Мальчик взял свечу и пошел вперед. В темных сенях, в углу, стояла хорошо закутанная корзина, и тихий плач раздавался из нее.
– Что это? – спросил барин.
– Ах, кажись, ребенок! Боже, какой грех! какой грех!
– Как попал он сюда?
– Вот изволите видеть: я разливаю чай и слышу какой-то странный писк; думаю: верно, кошка забралась и мяукает. Отпустив чаю вашей милости, я думаю, дай пойду выгоню – кошку; вышла в сени да и говорю: брысь, проклятая! не идет; я отворила дверь – глядь: корзина; думаю: на что тут корзину поставили?
– Сейчас, что ли, вы услышали плач?
– Только вот чай вашей милости отпустила, да и думаю: выгоню проклятую кошку, ан глядь – корзина! я и думаю: верно, с угольями кто занес!
– А не видали ли вы в окно кого-нибудь?.. Ведь вы сидели у окна? – спросил барин.
– Когда я шла сюда, в сенях никого не было. А бог их знает, может и видела, как прошел кто, да думала свои…
Между тем любопытная собака обнюхивала корзину.
– Тубо {Спокойно. (Ред.)} Фингал! – закричал барин на собаку и, обратясь к ключнице, приказал внести корзину в комнату.
Незаметно и тихо в двери сеней и в окна глядела сотня глаз; беготня была страшная на дворе. Лакеи один за другим появлялись в комнату. Корзину развязали: в ней лежал только что родившийся ребенок, весь красный и сморщенный… Он вертел головкой и искал губами грудь, жалобно пища.
– Ах, владыко! какой здоровый ребенок! – в восторге вскрикнула ключница, вынув его из корзины.

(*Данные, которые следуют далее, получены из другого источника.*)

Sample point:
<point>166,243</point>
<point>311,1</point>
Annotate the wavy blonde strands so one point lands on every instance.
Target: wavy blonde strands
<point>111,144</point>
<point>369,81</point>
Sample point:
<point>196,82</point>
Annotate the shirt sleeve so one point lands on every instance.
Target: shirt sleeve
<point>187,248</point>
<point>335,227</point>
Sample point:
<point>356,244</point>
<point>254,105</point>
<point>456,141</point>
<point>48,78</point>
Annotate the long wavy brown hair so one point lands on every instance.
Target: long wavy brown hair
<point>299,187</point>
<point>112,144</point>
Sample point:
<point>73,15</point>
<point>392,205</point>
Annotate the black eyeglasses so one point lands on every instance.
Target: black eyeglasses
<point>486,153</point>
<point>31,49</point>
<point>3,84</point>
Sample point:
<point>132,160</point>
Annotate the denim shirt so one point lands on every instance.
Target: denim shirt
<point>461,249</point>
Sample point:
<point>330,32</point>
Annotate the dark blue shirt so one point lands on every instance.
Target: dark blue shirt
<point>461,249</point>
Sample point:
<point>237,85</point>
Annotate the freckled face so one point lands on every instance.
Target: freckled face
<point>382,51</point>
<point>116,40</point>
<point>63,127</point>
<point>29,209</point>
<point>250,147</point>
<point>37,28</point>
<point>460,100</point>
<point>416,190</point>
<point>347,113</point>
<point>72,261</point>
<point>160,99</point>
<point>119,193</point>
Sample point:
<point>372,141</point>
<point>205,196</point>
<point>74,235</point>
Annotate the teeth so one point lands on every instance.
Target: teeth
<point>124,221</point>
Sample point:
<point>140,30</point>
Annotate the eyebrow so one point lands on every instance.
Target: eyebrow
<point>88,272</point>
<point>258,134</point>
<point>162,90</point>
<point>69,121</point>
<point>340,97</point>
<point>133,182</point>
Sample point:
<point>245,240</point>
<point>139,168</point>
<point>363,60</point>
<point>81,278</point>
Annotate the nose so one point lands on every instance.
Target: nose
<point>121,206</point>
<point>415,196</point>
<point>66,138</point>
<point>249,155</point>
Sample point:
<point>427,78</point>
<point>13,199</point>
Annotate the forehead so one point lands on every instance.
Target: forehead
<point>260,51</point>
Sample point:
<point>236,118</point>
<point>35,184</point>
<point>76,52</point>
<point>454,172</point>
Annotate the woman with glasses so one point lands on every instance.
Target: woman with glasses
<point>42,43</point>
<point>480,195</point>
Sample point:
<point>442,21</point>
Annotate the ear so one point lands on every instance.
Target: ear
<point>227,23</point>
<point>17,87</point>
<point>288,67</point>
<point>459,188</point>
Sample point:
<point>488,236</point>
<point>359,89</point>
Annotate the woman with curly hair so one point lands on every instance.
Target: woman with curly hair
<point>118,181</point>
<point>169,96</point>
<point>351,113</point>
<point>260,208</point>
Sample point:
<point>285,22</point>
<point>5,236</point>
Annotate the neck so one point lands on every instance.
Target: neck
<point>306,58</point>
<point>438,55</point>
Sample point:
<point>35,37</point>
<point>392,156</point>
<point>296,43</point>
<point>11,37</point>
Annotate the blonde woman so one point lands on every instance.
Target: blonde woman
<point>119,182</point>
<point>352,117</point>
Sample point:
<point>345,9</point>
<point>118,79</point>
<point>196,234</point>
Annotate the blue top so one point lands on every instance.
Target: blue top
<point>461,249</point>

При этом движении письмо упало на пол.
– Что это? письмо?
И барин указал головою на бумагу.
Множество рук протянулось; одна из них, огромного размера, подняла письмо и подала его барину; барин прочитал вслух:
"Всем, что для вас есть святого, заклинаю вас, призрите сироту. Он законнорожденный; но страшные обстоятельства заставляют мать просить вас заменить этому несчастному ребенку родителей. Я уверена, что он будет счастлив, если вы не отвергнете его. Об этом умоляет вас умирающая мать…
179*, августа 17".
Ключница внимательно слушала чтение, укачивая ребенка; она положила ему в ротик свой палец, и ребенок с жадностью сосал его. Окончив чтение, барин печально посмотрел на ребенка и сказал:
– Бедный, – что я буду с тобой делать?
– Призрите сироту! вам бог пошлет на его долю! – прослезясь, сказала ключница.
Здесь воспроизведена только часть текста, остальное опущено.